Они позавтракали и поехали осматривать Москву, а на другой день, далеко на окраине, наняли себе особнячок в три комнаты с кухней и зажили своим хозяйством. Сначала стряпала сама Марья Андреевна, а потом они выписали из Игнатьевки нянькину внучку Дуняшу и передали ей кухню. После деревенского приволья старушке было на новом месте непривычно, она скоро заскучала, но, чтобы не тревожить Софью, помалкивала и терпеливо несла свой крест.
«Сыты ли там куры? — вздыхала иногда она, вспоминая об усадьбе. — Ах, покойничек, покойничек, как это мы с тобой, голубчик, так плохо распорядились! »
А то она вдруг заливалась слезами и начинала жаловаться на Сержа.
«Ну, Сереженька! — говорила она. — Не ожидала я от тебя такого!»
Наступила осень, задул ветер, полились с неба ручьи, и стало рано смеркаться. На улице с утра и до вечера стояла грязь, и старушка никуда не выходила из дому, вязала чулки или по целым вечерам раскладывала пасьянсы, а нянькина внучка садилась недалеко от нее и почтительно слушала ее воспоминания о прежней жизни. Софья целые дни, а иногда и ночи проводила то на лекциях, то на дежурствах, приходила усталая и уходила снова, и дни мелькали за днями.
Был праздник. Софья в этот вечер была дома и сидела с матерью за столом у самовара. Топилась печка. Чай давно уж был отпит, самовар потух, на дворе с утра хлестал осенний дождь, и было холодно и неприютно, и как-то не хотелось подниматься из-за стола. Говорили об Игнатьевке, о Серже, о невестке, обеим было тепло от воспоминаний, и казалось, что там, в усадьбе, теперь погода совсем иная, чем в Москве, и как-то не хотелось даже верить, что и там тоже бывают почти такие же и осень и зима. Софья скучала по усадьбе и любила говорить о ней. И теперь, опершись на локоть, она прислушивалась к говору старушки, а сама смотрела задумчиво на отражение лампы в самоваре, и прошлогодние картины проходили у нее перед глазами. В ее воображении проносились игнатьевский дом, ее комнатка, оклеенная голубыми обоями, сад, поднимающийся в гору, и фигура Заречного, похитившего ее сердце и изменившего ее жизнь. Боже мой! Как она соскучилась по нем! Как страстно ей хотелось бы увидать его хотя бы одним только глазком, услышать его голос, почувствовать его около себя! У нее не было его портрета, но его образ запечатлелся в сердце навсегда, и стоило ей только захотеть, и он как живой вырастал перед ее глазами.

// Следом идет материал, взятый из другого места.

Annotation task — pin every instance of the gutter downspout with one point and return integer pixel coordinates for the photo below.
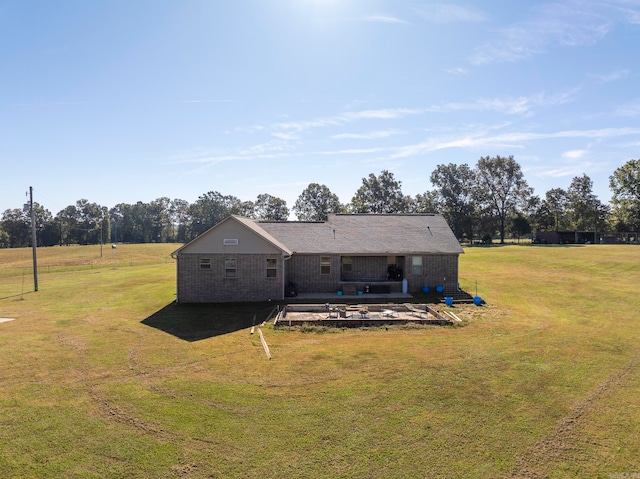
(175, 256)
(285, 257)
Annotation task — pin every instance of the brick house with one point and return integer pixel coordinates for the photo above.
(240, 259)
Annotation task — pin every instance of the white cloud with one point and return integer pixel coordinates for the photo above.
(631, 109)
(574, 154)
(284, 136)
(385, 19)
(347, 117)
(510, 106)
(613, 76)
(449, 13)
(371, 135)
(571, 24)
(457, 71)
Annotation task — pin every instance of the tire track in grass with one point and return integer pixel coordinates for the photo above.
(560, 445)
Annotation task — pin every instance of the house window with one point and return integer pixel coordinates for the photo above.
(272, 270)
(347, 264)
(416, 265)
(325, 264)
(230, 268)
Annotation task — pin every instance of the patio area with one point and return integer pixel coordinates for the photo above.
(358, 315)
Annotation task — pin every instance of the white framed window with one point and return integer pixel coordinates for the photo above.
(325, 264)
(416, 265)
(272, 267)
(230, 268)
(347, 264)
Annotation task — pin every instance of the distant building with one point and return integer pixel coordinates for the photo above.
(241, 259)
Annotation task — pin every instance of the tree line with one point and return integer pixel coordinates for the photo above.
(491, 199)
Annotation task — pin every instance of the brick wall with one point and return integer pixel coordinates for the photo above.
(304, 270)
(196, 285)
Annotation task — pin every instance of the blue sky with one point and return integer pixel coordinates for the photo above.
(131, 100)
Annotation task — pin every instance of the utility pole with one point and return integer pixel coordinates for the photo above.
(33, 240)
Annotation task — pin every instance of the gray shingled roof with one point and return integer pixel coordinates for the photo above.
(367, 234)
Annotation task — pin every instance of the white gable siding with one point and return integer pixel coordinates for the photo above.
(213, 241)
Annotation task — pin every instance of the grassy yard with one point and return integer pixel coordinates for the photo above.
(103, 376)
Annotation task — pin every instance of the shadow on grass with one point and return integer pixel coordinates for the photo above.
(194, 322)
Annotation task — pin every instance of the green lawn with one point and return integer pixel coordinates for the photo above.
(103, 376)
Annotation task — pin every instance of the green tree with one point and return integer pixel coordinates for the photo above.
(625, 186)
(209, 209)
(585, 211)
(426, 202)
(315, 203)
(270, 208)
(455, 186)
(17, 225)
(501, 190)
(381, 194)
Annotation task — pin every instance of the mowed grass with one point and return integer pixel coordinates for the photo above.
(103, 376)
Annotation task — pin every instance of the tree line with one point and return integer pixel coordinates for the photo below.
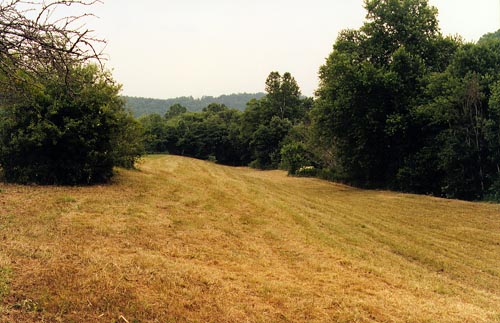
(399, 106)
(143, 106)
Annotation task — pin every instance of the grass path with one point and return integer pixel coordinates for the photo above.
(183, 240)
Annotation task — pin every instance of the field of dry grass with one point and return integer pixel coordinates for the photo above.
(183, 240)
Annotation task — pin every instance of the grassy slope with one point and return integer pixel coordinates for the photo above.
(189, 241)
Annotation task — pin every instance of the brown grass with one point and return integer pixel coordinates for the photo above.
(184, 240)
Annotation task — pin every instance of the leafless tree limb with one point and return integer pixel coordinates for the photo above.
(34, 39)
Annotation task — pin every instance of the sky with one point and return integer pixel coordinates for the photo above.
(171, 48)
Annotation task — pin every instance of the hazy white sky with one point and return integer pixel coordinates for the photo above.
(170, 48)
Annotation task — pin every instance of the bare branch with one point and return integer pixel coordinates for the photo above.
(33, 39)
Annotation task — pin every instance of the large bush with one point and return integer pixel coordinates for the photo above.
(67, 130)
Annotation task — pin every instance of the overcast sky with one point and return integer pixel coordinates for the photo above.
(171, 48)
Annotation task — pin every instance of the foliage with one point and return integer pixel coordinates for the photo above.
(400, 106)
(294, 158)
(68, 131)
(229, 136)
(489, 37)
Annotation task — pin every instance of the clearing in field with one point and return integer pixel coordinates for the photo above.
(182, 240)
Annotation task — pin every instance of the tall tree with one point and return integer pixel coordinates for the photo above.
(370, 86)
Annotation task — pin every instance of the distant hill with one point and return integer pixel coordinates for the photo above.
(142, 106)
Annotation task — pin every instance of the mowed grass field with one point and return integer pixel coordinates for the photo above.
(183, 240)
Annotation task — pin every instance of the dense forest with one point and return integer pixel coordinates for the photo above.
(142, 106)
(399, 106)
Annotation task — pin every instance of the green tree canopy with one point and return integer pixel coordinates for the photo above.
(67, 131)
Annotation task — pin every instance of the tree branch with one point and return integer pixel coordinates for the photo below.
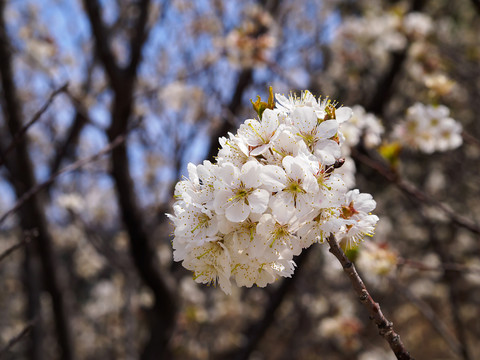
(33, 215)
(385, 327)
(72, 167)
(141, 250)
(32, 121)
(17, 338)
(102, 41)
(415, 193)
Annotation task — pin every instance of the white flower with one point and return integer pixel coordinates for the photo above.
(258, 134)
(274, 190)
(294, 186)
(237, 193)
(429, 129)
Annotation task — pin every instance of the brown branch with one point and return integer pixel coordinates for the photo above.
(139, 37)
(452, 279)
(476, 5)
(430, 315)
(72, 167)
(102, 41)
(63, 149)
(142, 252)
(13, 248)
(415, 193)
(385, 327)
(385, 88)
(257, 330)
(32, 121)
(17, 338)
(23, 178)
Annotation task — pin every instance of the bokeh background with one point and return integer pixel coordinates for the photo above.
(86, 269)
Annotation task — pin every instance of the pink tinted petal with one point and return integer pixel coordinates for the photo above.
(258, 200)
(343, 114)
(327, 129)
(237, 211)
(273, 178)
(283, 207)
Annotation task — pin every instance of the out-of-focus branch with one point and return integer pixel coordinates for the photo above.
(452, 279)
(102, 40)
(430, 315)
(415, 193)
(72, 137)
(144, 256)
(385, 87)
(244, 80)
(476, 5)
(139, 37)
(32, 121)
(23, 179)
(72, 167)
(385, 327)
(17, 338)
(13, 248)
(256, 331)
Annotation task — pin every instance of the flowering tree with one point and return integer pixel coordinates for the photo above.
(108, 106)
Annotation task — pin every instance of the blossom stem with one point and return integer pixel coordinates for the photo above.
(384, 326)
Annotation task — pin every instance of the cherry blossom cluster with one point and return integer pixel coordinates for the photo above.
(429, 128)
(274, 190)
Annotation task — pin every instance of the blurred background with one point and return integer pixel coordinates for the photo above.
(86, 269)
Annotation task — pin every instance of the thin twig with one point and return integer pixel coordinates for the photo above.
(385, 327)
(32, 121)
(443, 267)
(72, 167)
(27, 237)
(17, 337)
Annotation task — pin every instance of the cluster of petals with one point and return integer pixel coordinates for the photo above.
(274, 190)
(429, 128)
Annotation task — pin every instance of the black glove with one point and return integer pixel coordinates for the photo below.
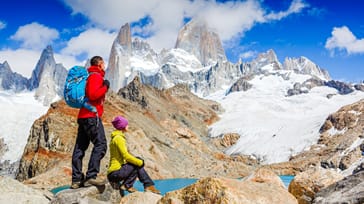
(106, 83)
(142, 161)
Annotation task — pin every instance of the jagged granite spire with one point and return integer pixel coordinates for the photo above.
(48, 78)
(119, 59)
(198, 39)
(123, 53)
(11, 80)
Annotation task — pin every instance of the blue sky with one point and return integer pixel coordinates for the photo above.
(328, 32)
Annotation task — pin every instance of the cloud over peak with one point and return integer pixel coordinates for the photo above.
(35, 36)
(342, 39)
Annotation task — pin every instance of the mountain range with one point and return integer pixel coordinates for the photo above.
(198, 60)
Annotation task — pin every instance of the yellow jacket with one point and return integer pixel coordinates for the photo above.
(119, 154)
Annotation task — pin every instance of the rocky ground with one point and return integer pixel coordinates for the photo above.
(168, 128)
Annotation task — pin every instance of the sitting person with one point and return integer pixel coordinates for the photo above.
(123, 166)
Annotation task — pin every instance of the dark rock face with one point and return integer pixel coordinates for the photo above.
(10, 80)
(305, 86)
(359, 87)
(241, 85)
(133, 93)
(342, 87)
(349, 190)
(196, 38)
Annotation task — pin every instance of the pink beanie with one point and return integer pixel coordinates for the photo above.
(119, 122)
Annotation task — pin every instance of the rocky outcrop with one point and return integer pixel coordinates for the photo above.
(307, 85)
(141, 197)
(256, 189)
(348, 190)
(359, 87)
(168, 128)
(12, 191)
(48, 78)
(341, 87)
(10, 80)
(240, 85)
(265, 176)
(120, 69)
(303, 65)
(305, 185)
(196, 38)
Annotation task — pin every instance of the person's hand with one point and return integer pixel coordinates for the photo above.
(106, 83)
(142, 161)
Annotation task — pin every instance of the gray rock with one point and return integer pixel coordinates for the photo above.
(12, 191)
(341, 87)
(350, 190)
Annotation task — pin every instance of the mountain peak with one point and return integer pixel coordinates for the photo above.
(200, 40)
(124, 38)
(303, 65)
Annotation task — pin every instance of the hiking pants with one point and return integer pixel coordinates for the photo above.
(128, 174)
(89, 130)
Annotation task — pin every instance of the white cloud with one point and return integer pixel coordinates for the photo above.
(90, 42)
(295, 7)
(22, 61)
(2, 25)
(248, 55)
(343, 39)
(35, 36)
(229, 19)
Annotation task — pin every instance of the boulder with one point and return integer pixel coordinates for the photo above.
(305, 185)
(348, 190)
(265, 176)
(12, 191)
(224, 190)
(140, 197)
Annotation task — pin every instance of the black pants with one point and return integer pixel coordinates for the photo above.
(89, 130)
(128, 174)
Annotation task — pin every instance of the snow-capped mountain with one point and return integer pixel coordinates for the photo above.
(276, 109)
(47, 78)
(201, 41)
(273, 125)
(197, 60)
(127, 57)
(11, 80)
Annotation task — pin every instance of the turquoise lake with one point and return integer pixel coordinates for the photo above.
(167, 185)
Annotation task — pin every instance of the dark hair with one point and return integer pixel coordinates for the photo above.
(96, 60)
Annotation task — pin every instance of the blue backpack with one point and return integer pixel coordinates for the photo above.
(75, 88)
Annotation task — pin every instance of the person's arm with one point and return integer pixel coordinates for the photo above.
(95, 87)
(121, 144)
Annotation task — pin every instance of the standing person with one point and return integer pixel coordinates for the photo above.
(90, 128)
(123, 166)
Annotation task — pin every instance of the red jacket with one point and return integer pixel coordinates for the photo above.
(95, 92)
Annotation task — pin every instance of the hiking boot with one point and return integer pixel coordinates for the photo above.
(130, 190)
(115, 185)
(76, 184)
(94, 182)
(152, 189)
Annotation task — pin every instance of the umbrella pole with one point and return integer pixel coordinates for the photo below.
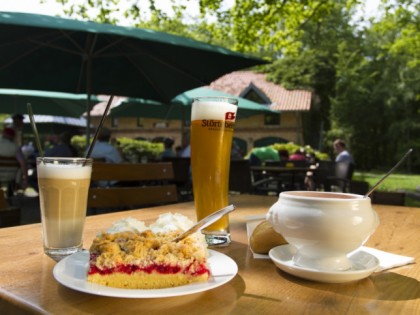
(89, 93)
(88, 120)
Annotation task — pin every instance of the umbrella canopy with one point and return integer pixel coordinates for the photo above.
(43, 103)
(52, 125)
(56, 54)
(180, 106)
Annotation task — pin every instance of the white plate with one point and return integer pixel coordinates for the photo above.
(71, 272)
(363, 263)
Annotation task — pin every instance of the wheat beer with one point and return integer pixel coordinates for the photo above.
(212, 123)
(63, 191)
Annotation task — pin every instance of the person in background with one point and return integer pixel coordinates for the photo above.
(298, 155)
(284, 155)
(259, 155)
(168, 150)
(8, 148)
(63, 148)
(105, 150)
(17, 126)
(342, 154)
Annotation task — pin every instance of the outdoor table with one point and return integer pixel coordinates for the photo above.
(27, 284)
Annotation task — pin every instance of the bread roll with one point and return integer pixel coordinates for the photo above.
(264, 238)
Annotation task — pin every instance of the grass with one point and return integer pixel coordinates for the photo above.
(394, 182)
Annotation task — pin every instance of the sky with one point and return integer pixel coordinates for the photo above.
(51, 7)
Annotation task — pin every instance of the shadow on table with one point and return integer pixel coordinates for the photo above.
(381, 286)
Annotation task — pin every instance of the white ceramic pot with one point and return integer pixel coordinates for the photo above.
(323, 226)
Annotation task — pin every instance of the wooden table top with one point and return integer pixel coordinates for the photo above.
(27, 284)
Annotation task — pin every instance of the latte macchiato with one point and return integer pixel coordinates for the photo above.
(63, 190)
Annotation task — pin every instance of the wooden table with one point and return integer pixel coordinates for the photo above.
(27, 284)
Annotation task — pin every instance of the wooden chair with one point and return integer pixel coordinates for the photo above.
(138, 185)
(9, 168)
(388, 198)
(9, 216)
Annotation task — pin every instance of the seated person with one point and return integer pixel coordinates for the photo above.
(298, 155)
(168, 150)
(8, 148)
(259, 155)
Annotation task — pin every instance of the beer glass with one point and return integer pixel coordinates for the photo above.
(212, 123)
(63, 192)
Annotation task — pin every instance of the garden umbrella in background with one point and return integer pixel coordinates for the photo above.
(52, 125)
(43, 103)
(180, 107)
(55, 54)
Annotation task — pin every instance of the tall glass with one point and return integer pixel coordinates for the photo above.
(212, 123)
(63, 192)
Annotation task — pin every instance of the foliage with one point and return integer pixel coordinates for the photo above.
(79, 143)
(292, 147)
(364, 76)
(139, 150)
(133, 150)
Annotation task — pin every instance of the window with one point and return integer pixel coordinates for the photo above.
(271, 119)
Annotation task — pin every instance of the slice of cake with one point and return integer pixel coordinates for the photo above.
(131, 255)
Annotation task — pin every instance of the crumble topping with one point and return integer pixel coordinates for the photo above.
(145, 248)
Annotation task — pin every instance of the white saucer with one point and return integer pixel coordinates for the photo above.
(364, 264)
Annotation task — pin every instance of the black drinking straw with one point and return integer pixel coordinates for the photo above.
(35, 130)
(92, 144)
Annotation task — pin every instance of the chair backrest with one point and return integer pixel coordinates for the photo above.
(388, 198)
(9, 216)
(358, 187)
(138, 185)
(181, 167)
(240, 178)
(9, 167)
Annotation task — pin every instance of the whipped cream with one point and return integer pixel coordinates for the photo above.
(127, 225)
(166, 222)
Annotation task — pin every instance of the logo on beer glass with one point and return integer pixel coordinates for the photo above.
(230, 116)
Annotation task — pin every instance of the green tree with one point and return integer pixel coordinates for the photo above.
(377, 96)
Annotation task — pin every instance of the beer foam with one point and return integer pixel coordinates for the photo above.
(212, 110)
(61, 171)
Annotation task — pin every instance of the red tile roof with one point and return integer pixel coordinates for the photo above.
(281, 99)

Дождь хлестал по стеклам, старушка вела свой разговор, а Софья смотрела на самовар и старалась думать о Заречном, о своей жизни... За что ее так преследует судьба, зачем ей отказано в его любви, зачем понадобилось, чтобы она так тяжко хворала? Тетушка Любовь Андреевна боится возмездия за грехи своего отца. Если, действительно, на земле существует закон отплаты, если родственники до второго и третьего колена, действительно, несут ответственность за грехи своих отцов, то зачем этот выбор пал именно на нее? Чем она виноватее других?
В передней раздался вдруг звонок. Раз и другой. Дернули так, точно хотели его вовсе оборвать. Было несомненно, что это шалили мальчишки или позвонил дворник или городовой. У Марьи Андреевны похолодело под сердцем и задрожали колени.
— Свят, свят, свят! — сказала она и перекрестилась. — Вот так позвонили!